What exactly happens in the interview?


Specialized task


So, what does an interview at Oxbridge look like? First, it depends on which path you take. Most of the time, the academic part of the interview is made up of a conversation and a task that can be done in real life. For example, mathematicians might have to solve an equation, musicians might have to play a piece of music, and people who study ancient civilizations might have to translate and analyze a text they don’t know.


Flexibility evaluation


An interview like this gives the admissions committee a chance to judge the applicant. Still, it also allows the applicant to find out if the university is a good fit for him.
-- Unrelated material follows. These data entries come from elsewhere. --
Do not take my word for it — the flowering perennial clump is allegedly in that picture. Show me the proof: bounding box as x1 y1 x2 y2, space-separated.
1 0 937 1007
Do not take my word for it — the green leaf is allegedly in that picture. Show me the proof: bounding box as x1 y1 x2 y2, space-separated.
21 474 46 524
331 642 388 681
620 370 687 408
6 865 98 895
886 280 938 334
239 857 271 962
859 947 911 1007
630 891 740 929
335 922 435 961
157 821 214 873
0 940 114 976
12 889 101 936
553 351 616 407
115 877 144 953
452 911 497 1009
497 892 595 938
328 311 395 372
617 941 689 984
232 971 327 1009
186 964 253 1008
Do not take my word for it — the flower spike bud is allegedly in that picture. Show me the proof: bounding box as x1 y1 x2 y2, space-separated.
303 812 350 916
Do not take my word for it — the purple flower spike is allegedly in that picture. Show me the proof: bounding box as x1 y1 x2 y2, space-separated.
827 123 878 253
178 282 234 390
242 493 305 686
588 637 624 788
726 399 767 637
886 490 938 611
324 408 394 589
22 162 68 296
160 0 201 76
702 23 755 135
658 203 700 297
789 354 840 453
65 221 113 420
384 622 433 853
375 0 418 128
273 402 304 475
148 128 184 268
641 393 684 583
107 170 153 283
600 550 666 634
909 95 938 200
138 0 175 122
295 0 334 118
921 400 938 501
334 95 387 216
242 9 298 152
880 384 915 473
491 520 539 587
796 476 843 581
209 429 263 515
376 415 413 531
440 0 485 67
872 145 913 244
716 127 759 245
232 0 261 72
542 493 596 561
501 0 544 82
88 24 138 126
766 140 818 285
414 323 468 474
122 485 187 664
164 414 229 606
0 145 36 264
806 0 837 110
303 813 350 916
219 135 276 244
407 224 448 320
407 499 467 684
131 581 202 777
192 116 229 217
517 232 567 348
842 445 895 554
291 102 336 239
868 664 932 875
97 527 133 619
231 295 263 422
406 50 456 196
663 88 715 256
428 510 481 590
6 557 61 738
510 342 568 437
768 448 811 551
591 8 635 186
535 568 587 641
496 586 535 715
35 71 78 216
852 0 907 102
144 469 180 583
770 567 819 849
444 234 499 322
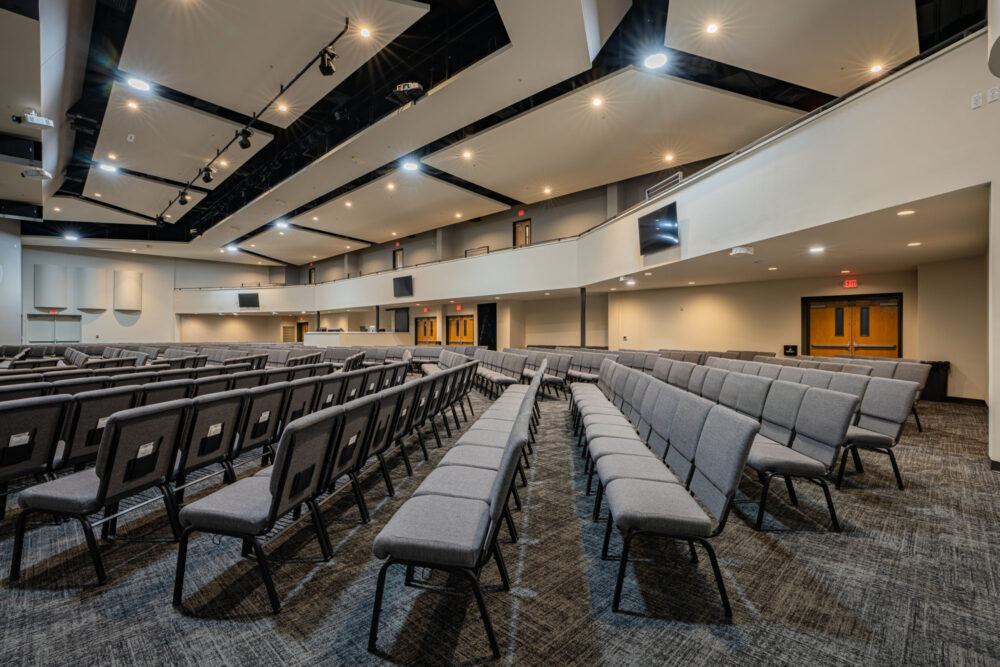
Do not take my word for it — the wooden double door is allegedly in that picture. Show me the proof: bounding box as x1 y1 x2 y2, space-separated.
807 295 900 358
447 315 475 345
415 317 437 345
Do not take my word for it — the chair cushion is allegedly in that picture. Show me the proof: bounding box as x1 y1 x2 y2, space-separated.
465 418 516 432
373 495 490 569
587 437 654 462
456 430 511 449
413 466 498 504
605 479 712 537
438 445 504 471
846 424 895 449
179 477 272 535
745 439 827 476
420 363 441 376
596 455 682 487
585 423 639 442
17 469 101 515
582 413 632 428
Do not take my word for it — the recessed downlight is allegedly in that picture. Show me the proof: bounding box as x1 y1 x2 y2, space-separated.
126 100 139 110
277 103 288 112
218 160 228 168
312 216 319 221
360 27 371 38
706 23 719 33
98 163 117 173
387 183 395 190
841 270 851 274
591 97 603 107
687 281 696 285
225 245 237 253
131 248 136 252
664 153 674 162
768 267 778 271
544 292 550 296
401 160 419 171
126 77 150 91
455 212 462 218
897 210 915 216
65 234 79 241
907 242 922 247
345 201 353 207
275 221 289 228
626 280 636 286
809 246 825 253
462 150 472 159
93 192 102 198
644 272 652 276
391 232 397 236
643 53 668 69
543 186 551 194
870 64 883 73
107 153 117 160
53 207 61 212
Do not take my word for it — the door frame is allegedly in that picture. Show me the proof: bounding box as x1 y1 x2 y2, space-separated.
800 292 904 358
445 314 475 345
513 218 531 248
414 316 437 345
296 321 310 342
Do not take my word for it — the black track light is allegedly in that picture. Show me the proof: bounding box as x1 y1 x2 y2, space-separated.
178 190 189 205
238 128 253 150
319 45 338 76
201 167 214 184
155 216 165 228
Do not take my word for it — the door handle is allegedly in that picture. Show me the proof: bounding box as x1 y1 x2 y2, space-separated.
853 344 897 349
810 344 850 349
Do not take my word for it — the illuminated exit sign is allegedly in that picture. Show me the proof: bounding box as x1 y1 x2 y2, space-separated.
843 278 859 289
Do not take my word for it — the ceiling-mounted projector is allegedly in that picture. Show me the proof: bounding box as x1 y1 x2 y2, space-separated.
730 246 754 256
387 82 425 106
12 111 54 129
21 167 52 180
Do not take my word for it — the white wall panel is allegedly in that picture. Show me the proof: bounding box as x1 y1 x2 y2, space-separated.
113 270 142 311
33 264 68 309
75 266 107 310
Also, it’s essential to know that Oxford and Cambridge have seminars or “mentoring” sessions that go along with the lectures.


The teacher or master of the course meets with small groups of students to talk about writing essays, study modules, and other training-related topics. At these kinds of meetings, people who want to talk to each other, debate, think critically and analyze, and come up with solutions that aren’t the norm are very welcome.


In some ways, the selection interview is like one of these sessions, and it gives the members of the commission an idea of how well the candidate will be able to adapt to this way of learning and Oxbridge in general.


The interview is just one part of a more extensive evaluation


But don’t forget that the interview is just one of the steps in the process. When you walk into the college, the staff and teachers will already know what they think about you based on the documents you brought with you. So, your job is to either strengthen the good impression or get rid of the bad one.